Just because Charles Oliveira
got his hand raised when it was all over, that doesn't mean his win over Nik Lentz
on the prelim portion of Sunday night's UFC
Live fight card will stand.
That's because while Oliveira may have finished the fight with a rear naked choke, he did so moments after hitting a kneeling Lentz with what appeared to be a blatantly illegal knee to the head. It was that knee that changed the complexion of the fight, said Lentz's coach, Greg Nelson, and that's why he expects Oliveira's win to be change to a no contest by the Pennsylvania State Athletic Commission.
"It's the illegal knee that basically knocked Nik Lentz out so he could get his back and hook him," Nelson told MMA Fighting
on Monday evening. "I mean, he was clearly down. That knee broke Nik Lentz's eye socket, so it was not a soft knee. He took his time, held the back of the head, wound up the knee and then let it go. ...It was a super hard knee that ended up doing a lot of damage."
But the referee for the fight -- Ohio's Chip Snider -- didn't intervene after the illegal blow, which shocked not only Nelson, but also observers at ringside, he said.

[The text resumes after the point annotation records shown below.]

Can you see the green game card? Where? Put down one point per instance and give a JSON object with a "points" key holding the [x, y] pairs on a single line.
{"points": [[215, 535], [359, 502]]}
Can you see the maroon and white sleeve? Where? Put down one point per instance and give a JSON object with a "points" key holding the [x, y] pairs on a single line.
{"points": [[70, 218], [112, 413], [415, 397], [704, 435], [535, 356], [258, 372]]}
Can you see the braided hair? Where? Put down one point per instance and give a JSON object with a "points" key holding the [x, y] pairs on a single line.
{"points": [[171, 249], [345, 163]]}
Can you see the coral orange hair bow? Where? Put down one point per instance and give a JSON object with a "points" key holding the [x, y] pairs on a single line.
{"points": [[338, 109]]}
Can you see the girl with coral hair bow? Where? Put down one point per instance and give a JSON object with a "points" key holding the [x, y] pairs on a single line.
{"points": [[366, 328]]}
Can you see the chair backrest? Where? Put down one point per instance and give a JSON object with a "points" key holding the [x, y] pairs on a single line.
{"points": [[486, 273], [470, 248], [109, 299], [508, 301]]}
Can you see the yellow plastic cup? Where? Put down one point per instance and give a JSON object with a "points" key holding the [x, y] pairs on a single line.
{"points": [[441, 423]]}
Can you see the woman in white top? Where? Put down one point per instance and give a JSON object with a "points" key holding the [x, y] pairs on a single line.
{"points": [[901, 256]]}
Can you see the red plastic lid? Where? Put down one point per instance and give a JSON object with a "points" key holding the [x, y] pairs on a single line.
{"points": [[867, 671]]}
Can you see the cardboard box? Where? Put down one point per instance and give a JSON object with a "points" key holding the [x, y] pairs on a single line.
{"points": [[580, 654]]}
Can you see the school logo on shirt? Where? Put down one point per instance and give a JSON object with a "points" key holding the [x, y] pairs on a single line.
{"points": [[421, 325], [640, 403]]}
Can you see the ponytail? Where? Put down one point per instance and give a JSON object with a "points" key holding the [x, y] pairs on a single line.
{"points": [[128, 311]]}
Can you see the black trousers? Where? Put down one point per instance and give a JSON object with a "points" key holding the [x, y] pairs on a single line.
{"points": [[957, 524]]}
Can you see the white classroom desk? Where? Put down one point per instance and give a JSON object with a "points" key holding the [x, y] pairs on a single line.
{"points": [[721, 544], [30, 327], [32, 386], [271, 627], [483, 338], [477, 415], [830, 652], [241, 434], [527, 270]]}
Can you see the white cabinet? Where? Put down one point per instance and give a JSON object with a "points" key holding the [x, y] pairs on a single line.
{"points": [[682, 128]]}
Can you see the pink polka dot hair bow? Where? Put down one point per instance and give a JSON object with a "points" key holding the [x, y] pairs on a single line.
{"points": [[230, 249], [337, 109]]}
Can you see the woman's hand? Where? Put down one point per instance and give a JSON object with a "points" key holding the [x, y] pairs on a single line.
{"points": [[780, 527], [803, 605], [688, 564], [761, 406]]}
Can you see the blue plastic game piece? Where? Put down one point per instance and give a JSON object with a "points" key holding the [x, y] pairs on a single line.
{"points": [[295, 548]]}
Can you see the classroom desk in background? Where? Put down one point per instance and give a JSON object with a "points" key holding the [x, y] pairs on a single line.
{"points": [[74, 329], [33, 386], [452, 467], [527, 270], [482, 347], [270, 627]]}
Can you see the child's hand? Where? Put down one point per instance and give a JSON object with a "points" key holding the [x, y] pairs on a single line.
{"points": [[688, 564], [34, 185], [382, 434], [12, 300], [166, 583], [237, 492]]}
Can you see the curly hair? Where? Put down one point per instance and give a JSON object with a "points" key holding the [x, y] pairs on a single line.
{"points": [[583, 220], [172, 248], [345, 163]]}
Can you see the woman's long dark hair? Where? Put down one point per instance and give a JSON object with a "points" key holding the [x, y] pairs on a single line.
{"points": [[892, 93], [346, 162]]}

"All the other referees were jumping up, guys from the commission were jumping up, I was jumping up. A lot of people were wondering what was going on, why the fight wasn't being stopped, because it was so blatant. Then the crowd, when they saw the replay, it was doubly obvious to them."
At the moment, the result of the bout still stands as a win for Oliveira, but PSAC executive director Greg Sirb said the commission is currently in the process of reviewing the bout, and expects to have a ruling to announce on Wednesday.
"After the referee came to me and we said we'd look at it, he had no qualms about looking at it, and we're in the process of doing that," said Sirb, who added that no appeal from the Lentz camp was necessary in order to start the review process. Sirb said that both he and the referee will look at the fight separately and discuss it over the phone before arriving at a decision.
"We looked at it a little bit last night and the ref will look at it again today, just to make sure we're on the same page," Sirb said. "We should have something I imagine some time [Wednesday]."
Earlier this week, Nelson wrote online that the result of the bout had already been changed to a no contest, but that was based on information he got from UFC officials after the fight, he said.
"I was told by the guys at the UFC that it was going to be overturned. ...Of course I spoke to as many people as I could and they were reiterating to me that they were pretty sure the commission would overturn it. That was across the board. Everyone who saw it who I talked to, that's what they said. They couldn't believe that it wasn't stopped when it happened."
As for Lentz, he spent Sunday night in the hospital, having his badly damaged eye
seen to. Nelson described his fighter as "really upset" with the result of the fight, though he was pleased to receive the $50,000 bonus from the UFC for Fight of the Night. Nelson also said Lentz would have to wait until he could get back to Minneapolis and see his doctors there before they would know the full extent of his eye injury.
The knee that caught Lentz was a brutal and illegal one, Nelson added, but he doesn't think it was particularly malicious on Oliveira's part.
"I don't think it was done on purpose. It was done in the heat of the moment, but it was still done."